AppImage
solution for noexec /tmp
Hi
Few users of Tutanota are having difficulties with running the app because their TMPDIR is noexec. Running with TMPDIR=XDG_RUNTIME_DIR helps but we have no way of configuring that.
https://github.com/tutao/tutanota/issues/1618
What is the preferred way of solving this? It seems like there's no big difference between TMPDIR and XDG_RUNTIME_DIR security-wise but people still do this.
Thanks.
Looks like TMPDIR=$XDG_RUNTIME_DIR /path/to/appimage is an acceptable workaround.
Which makes me wonder whether we should be using it as the default.
cc @TheAssassin
@probonopd well this is another case of you making assumptions on systems. You can never know. Many systems even mount a tmpfs there.
We should consider mounting AppImages somewhere in $HOME or /var/run/<uid> in the next type.
I don't know which systems.
TMPDIR is "half-standard" afaik. XDG_RUNTIME_DIR may also be missing but it's required to have certain properties (and it is exactly /var/run/uid from what I've seen)
The directory MUST be owned by the user, and he MUST be the only one having read and write access to it.
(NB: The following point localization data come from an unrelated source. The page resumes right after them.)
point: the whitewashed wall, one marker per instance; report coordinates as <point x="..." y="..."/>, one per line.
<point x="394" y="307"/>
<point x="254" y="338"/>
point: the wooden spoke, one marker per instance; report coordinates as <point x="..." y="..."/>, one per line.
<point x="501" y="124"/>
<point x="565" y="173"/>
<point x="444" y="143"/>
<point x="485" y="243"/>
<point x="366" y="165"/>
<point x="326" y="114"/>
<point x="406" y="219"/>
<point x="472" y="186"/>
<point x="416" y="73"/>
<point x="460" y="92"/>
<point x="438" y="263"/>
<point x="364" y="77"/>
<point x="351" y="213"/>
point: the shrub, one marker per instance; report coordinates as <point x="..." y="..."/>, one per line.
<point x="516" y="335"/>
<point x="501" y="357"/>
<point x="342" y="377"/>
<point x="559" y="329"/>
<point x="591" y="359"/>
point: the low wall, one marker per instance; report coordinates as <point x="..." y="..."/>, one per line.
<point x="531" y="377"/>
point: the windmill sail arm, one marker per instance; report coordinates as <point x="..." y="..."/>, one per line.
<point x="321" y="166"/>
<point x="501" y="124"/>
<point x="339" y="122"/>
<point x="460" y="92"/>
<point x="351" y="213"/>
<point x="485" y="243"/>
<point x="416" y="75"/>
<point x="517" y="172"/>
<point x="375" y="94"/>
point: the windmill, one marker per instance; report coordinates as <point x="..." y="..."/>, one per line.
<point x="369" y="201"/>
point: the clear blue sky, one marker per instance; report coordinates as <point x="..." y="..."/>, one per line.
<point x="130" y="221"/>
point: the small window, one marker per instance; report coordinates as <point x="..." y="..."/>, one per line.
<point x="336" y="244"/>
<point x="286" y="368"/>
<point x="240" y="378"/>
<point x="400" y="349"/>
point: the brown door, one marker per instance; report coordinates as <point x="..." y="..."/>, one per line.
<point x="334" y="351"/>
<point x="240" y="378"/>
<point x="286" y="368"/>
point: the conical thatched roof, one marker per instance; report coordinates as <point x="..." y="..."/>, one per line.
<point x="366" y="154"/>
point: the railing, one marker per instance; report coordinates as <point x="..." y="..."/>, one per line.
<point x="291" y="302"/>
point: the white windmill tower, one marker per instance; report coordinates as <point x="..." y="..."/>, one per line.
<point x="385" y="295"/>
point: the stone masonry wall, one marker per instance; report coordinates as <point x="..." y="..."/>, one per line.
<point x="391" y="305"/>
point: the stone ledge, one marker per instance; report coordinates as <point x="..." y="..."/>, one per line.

Its Unix access mode MUST be 0700.
https://specifications.freedesktop.org/basedir-spec/basedir-spec-latest.html#variables
We should consider mounting AppImages somewhere in $HOME
Isn't /media/$USER meant for that? I need to read up on this.
or /var/run/
We don't have write rights there, do we?
in the next type
This doesn't need a type change as it is a mere implementation detail of the runtime not covered by the AppImage format spec.
We don't have write rights there, do we?
Most systems create a subdirectory with your user ID there which you can do stuff in. For instance, appimagelauncherfs's mount point is created there.
Let's consider making a change only once we can at least reproduce the issue. For this we need to know a Live ISO where the issue can be reproduced.
@charlag please provide a list of steps to reproduce this issue in a standardized environment (e.g., a live ISO environment in a VM).